SparkFun will be closed on Tuesday, November 5th to support our team in being able to go out and vote! Orders placed after 2 pm MT Monday, November 4th will ship on Wednesday, November 6th. Thanks for your patience and understanding.
A while back while we were on tour with Intel, we met a group of students doing some pretty cool stuff for their FIRST robotics team. What started off as a solution to a design problem has grown to be much more within the FIRST community. We asked one of the students, Rachel Gardner, to write a bit about what they've been working on. Check it out!
While participating in a high school robotics program two years ago, a group of us students realized the difficulties of using a PC for driving practice. The FIRST (For the Inspiration and Recognition of Science and Technology) Tech Challenge (FTC) contains a user-controlled portion during contest, so our drivers need to practice driving the robot. However, to do this we needed a laptop, the development environment, the code and a whole lot of patience. After our first season, one of our mentors decided there had to be a better way to connect to our robot wirelessly and drive it, without needing a PC.
Our mentor approached us with the idea of creating a new product to assist in drive practice. We formed a small development team of students -- I worked on software/management, Ben designed the printed circuit board (PCB) and other students helped with marketing and manufacturing. With such a small team, we were all able to learn about and participate in aspects of marketing, design and manufacturing. The overall plan was for the product to use two USB ports to take in driver-control input, then translate it to Bluetooth to be sent to the robot. We wanted to make it as cheap, portable and reliable as possible. This design required three main components: a microcontroller, a USB interface and a Bluetooth module.
Our earliest prototype included an Arduino Uno and a VDIP1, as well as a Bluetooth antenna from SparkFun. However, we realized that this design was too bulky to be as portable as we had hoped. From this, we transitioned to our final set of main components. In our final prototype and current version, we use the Arduino Pro-Mini as the microcontroller, a VDIP2 from Vinculum as the USB interface and the RN42 from Roving Networks (now Microchip) as the Bluetooth module. The VDIP2 takes in the joystick input, the Arduino translates the input and the RN42 sends out packets over Bluetooth.
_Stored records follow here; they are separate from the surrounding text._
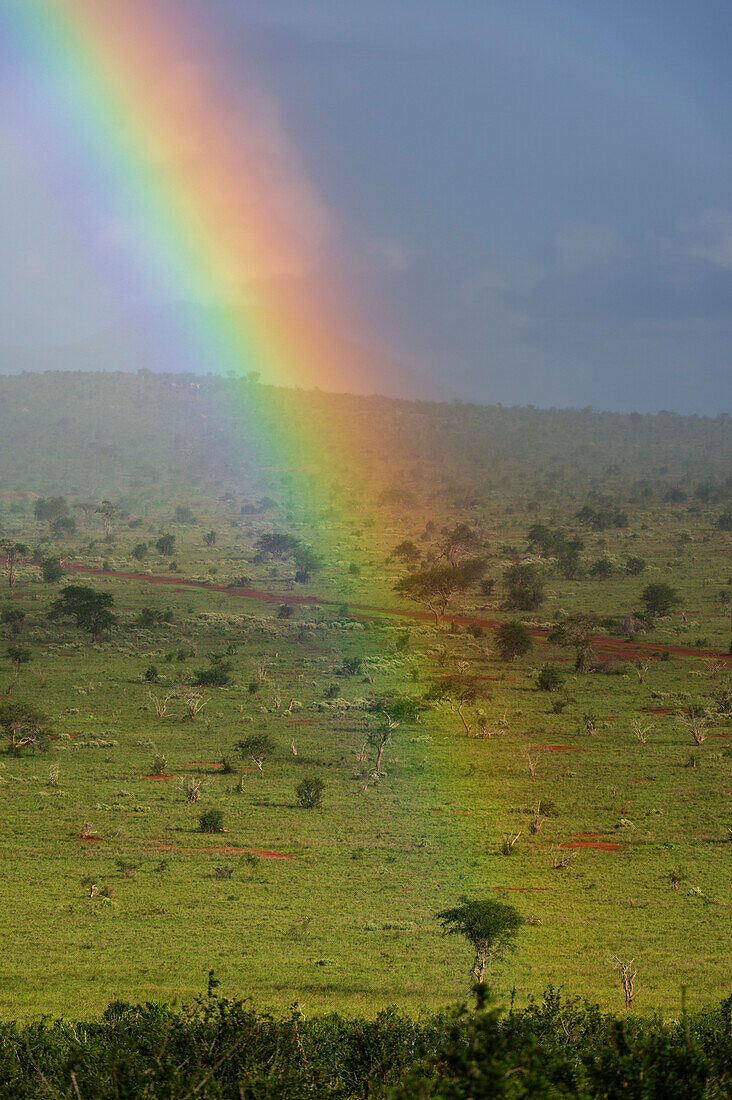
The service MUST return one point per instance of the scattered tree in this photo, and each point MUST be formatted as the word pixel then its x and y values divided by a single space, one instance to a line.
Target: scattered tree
pixel 525 586
pixel 549 678
pixel 88 607
pixel 435 587
pixel 165 545
pixel 258 748
pixel 51 570
pixel 12 552
pixel 52 510
pixel 107 510
pixel 512 640
pixel 23 726
pixel 18 656
pixel 309 792
pixel 489 925
pixel 659 598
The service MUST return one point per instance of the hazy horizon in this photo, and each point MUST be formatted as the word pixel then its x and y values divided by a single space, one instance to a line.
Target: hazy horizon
pixel 517 204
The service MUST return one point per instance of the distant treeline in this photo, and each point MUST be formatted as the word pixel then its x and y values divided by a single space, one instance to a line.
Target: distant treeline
pixel 98 433
pixel 220 1048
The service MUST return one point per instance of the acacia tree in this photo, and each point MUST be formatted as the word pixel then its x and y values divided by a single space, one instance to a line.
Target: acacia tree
pixel 489 926
pixel 54 512
pixel 12 552
pixel 525 586
pixel 88 508
pixel 258 748
pixel 460 541
pixel 23 726
pixel 512 640
pixel 392 711
pixel 659 598
pixel 89 608
pixel 460 691
pixel 107 510
pixel 435 587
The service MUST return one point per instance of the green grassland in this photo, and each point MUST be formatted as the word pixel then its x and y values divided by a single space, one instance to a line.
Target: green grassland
pixel 349 921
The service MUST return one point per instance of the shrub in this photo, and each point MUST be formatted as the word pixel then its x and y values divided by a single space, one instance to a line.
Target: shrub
pixel 659 598
pixel 309 792
pixel 634 565
pixel 211 821
pixel 51 570
pixel 216 677
pixel 512 640
pixel 549 678
pixel 525 587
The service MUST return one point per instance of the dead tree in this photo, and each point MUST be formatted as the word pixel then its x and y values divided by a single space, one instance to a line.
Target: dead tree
pixel 626 979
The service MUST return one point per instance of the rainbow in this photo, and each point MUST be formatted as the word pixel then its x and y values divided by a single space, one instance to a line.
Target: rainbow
pixel 220 207
pixel 217 209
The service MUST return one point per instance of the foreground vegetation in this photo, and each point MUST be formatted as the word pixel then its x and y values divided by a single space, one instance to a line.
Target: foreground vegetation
pixel 221 1048
pixel 262 741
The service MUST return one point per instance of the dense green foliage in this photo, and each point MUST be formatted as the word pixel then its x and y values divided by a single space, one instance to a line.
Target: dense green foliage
pixel 438 754
pixel 224 1049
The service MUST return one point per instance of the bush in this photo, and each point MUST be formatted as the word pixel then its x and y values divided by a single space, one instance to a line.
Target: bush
pixel 512 640
pixel 309 793
pixel 216 677
pixel 525 587
pixel 659 598
pixel 549 678
pixel 51 570
pixel 211 821
pixel 634 565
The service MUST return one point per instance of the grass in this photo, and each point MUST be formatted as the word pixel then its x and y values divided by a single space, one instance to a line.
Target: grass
pixel 349 922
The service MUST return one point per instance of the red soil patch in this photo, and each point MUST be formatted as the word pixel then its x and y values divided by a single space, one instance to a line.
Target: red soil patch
pixel 559 748
pixel 601 845
pixel 210 763
pixel 614 647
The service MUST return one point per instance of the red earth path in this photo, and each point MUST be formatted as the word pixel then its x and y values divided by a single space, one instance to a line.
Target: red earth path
pixel 612 647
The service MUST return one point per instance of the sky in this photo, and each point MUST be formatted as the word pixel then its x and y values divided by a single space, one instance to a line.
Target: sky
pixel 522 201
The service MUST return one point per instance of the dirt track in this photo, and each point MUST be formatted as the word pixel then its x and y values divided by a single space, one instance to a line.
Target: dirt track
pixel 602 644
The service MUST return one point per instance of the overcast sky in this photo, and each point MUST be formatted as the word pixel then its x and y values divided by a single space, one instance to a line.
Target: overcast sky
pixel 530 200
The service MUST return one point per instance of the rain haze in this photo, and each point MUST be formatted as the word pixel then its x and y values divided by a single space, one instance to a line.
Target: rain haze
pixel 525 202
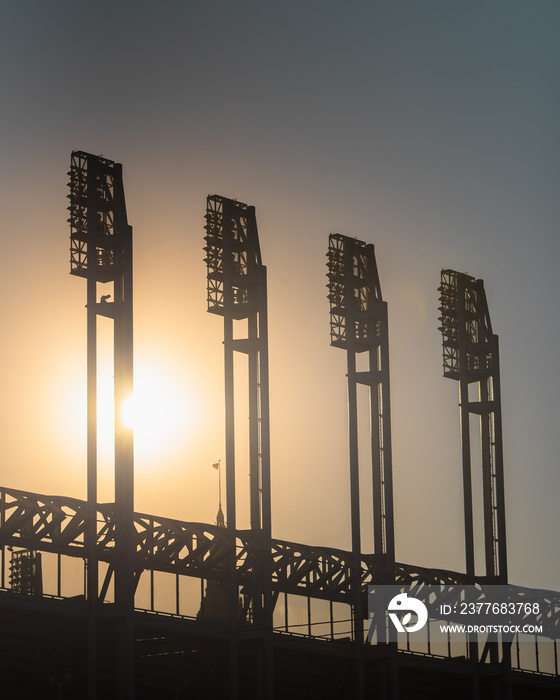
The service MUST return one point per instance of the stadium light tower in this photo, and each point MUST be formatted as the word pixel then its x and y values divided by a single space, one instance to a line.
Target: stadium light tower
pixel 101 252
pixel 359 324
pixel 471 357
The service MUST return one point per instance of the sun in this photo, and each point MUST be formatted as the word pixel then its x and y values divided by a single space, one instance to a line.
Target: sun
pixel 160 411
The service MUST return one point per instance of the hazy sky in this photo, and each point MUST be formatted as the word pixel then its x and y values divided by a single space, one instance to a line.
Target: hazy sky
pixel 429 128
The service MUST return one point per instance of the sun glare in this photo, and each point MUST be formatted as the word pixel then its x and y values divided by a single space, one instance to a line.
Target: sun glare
pixel 160 412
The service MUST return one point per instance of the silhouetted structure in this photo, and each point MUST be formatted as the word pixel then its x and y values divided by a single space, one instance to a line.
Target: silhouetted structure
pixel 265 617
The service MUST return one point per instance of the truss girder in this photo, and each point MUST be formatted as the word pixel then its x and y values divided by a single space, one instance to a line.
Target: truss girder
pixel 57 523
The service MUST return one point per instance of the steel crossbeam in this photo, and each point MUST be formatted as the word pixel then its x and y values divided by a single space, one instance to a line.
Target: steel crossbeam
pixel 57 523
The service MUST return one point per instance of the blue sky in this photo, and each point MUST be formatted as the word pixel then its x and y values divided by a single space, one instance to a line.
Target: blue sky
pixel 427 128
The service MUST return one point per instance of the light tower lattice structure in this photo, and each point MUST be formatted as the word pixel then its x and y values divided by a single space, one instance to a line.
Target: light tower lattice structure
pixel 101 252
pixel 359 324
pixel 471 357
pixel 237 291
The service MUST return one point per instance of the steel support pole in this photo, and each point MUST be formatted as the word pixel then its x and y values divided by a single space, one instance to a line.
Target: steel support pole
pixel 266 490
pixel 90 534
pixel 465 432
pixel 124 467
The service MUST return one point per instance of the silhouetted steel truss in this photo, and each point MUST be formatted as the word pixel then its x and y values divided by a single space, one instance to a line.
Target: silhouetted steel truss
pixel 57 524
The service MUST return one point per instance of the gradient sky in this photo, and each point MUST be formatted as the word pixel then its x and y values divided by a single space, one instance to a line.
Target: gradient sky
pixel 427 128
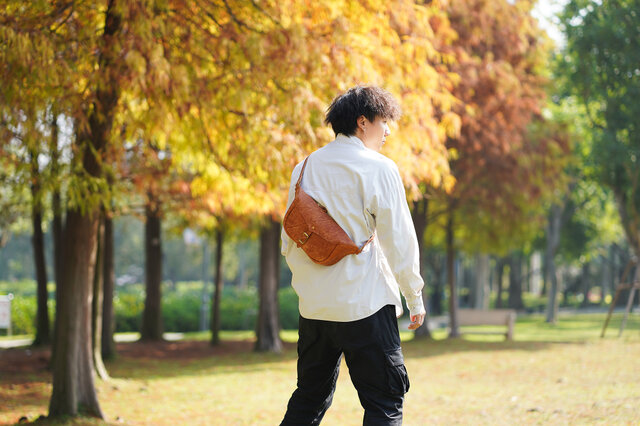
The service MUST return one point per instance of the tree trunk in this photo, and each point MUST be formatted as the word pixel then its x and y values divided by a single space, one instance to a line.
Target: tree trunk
pixel 585 284
pixel 96 320
pixel 500 281
pixel 438 287
pixel 109 280
pixel 56 226
pixel 152 316
pixel 42 316
pixel 217 293
pixel 419 216
pixel 481 290
pixel 204 295
pixel 73 385
pixel 553 239
pixel 268 328
pixel 453 293
pixel 515 281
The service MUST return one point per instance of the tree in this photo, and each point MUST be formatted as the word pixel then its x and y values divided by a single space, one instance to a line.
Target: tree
pixel 500 170
pixel 601 65
pixel 268 327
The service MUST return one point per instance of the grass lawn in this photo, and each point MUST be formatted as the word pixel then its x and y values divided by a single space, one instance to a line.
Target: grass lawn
pixel 563 374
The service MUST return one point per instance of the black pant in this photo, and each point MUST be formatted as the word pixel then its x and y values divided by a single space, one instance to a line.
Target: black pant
pixel 371 347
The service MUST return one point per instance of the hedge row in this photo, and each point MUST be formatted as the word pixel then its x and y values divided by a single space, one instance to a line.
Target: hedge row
pixel 180 309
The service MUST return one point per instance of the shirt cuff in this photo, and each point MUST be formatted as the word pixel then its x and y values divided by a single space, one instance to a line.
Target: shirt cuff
pixel 416 306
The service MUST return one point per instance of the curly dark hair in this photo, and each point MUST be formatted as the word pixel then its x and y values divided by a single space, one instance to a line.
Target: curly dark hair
pixel 370 101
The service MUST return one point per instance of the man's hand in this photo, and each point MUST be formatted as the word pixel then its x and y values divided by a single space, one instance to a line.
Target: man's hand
pixel 416 321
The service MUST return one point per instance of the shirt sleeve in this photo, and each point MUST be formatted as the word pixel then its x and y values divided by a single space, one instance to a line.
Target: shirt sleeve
pixel 292 190
pixel 397 236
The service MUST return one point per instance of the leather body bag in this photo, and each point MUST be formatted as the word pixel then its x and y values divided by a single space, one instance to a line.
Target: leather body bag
pixel 312 229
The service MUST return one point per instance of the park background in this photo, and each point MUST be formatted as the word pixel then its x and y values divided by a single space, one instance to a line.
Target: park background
pixel 146 149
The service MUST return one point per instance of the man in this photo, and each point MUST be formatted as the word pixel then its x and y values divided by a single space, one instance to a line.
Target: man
pixel 351 307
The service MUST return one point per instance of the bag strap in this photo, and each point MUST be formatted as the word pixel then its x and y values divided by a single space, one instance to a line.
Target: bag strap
pixel 301 173
pixel 298 186
pixel 366 243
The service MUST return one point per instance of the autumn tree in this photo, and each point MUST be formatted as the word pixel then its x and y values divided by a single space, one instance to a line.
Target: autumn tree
pixel 498 167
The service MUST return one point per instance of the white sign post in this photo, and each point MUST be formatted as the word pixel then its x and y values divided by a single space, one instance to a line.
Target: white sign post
pixel 5 312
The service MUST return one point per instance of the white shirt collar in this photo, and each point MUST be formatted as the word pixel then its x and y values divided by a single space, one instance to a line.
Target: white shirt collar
pixel 342 138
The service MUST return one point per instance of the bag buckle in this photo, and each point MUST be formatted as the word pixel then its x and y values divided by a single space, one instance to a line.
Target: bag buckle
pixel 306 238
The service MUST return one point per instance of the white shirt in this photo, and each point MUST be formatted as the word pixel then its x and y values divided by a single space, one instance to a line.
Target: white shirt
pixel 363 192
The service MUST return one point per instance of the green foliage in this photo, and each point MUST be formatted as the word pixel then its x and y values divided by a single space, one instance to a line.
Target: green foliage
pixel 180 307
pixel 601 67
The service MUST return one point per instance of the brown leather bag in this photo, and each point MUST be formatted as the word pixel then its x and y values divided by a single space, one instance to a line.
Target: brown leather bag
pixel 312 229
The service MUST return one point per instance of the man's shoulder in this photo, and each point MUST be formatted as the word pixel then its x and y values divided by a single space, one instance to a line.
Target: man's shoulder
pixel 380 163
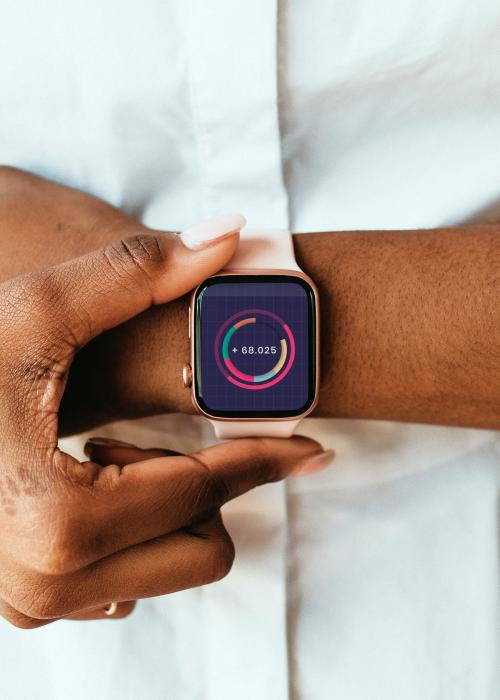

After we finished development, we began marketing the product through our website and a commercial on YouTube. Many teams were excited about the device, which we named the ChapR (short for ChapRemote). Most teams were willing to pay the $100, but we didn’t want to use the sales as a fundraiser -- instead, the profits (roughly $25 per device) went to producing ChapRs for teams in financial need. To date, we have shipped out over 120 ChapRs, all manufactured in a small part of the school’s robotics room.
After our successes with the first product, we took our ChapR team and transformed it into the Chap Research program, a program within the school dedicated to giving other students the innovation experience. We’ve taken on several projects, such as a demo for our local TedX Youth event. Though we’ve achieved a lot, we are still working hard; both further developing the ChapR and looking for more projects to pursue!
This is truly incredible work from Rachel and the rest of her team! It was great to meet you guys - keep it up!
How great project it is! I come from Japan and i am a electronic hobbist. if i buy a PCBA turnkey service, can i get a same board that you have used in this article? And this is my another question,if you have free time please check it .https://www.pcbgogo.com/Ask/What_is_the_PCBA_turnkey_service__.html
I just want to say thanks for all the FIRST recognition, and the Gyro's in FIRST Choice. I'm just about to play with ours and see how it works. And supporting FIRST finally explains why the logo has been in the Eagle library for so long.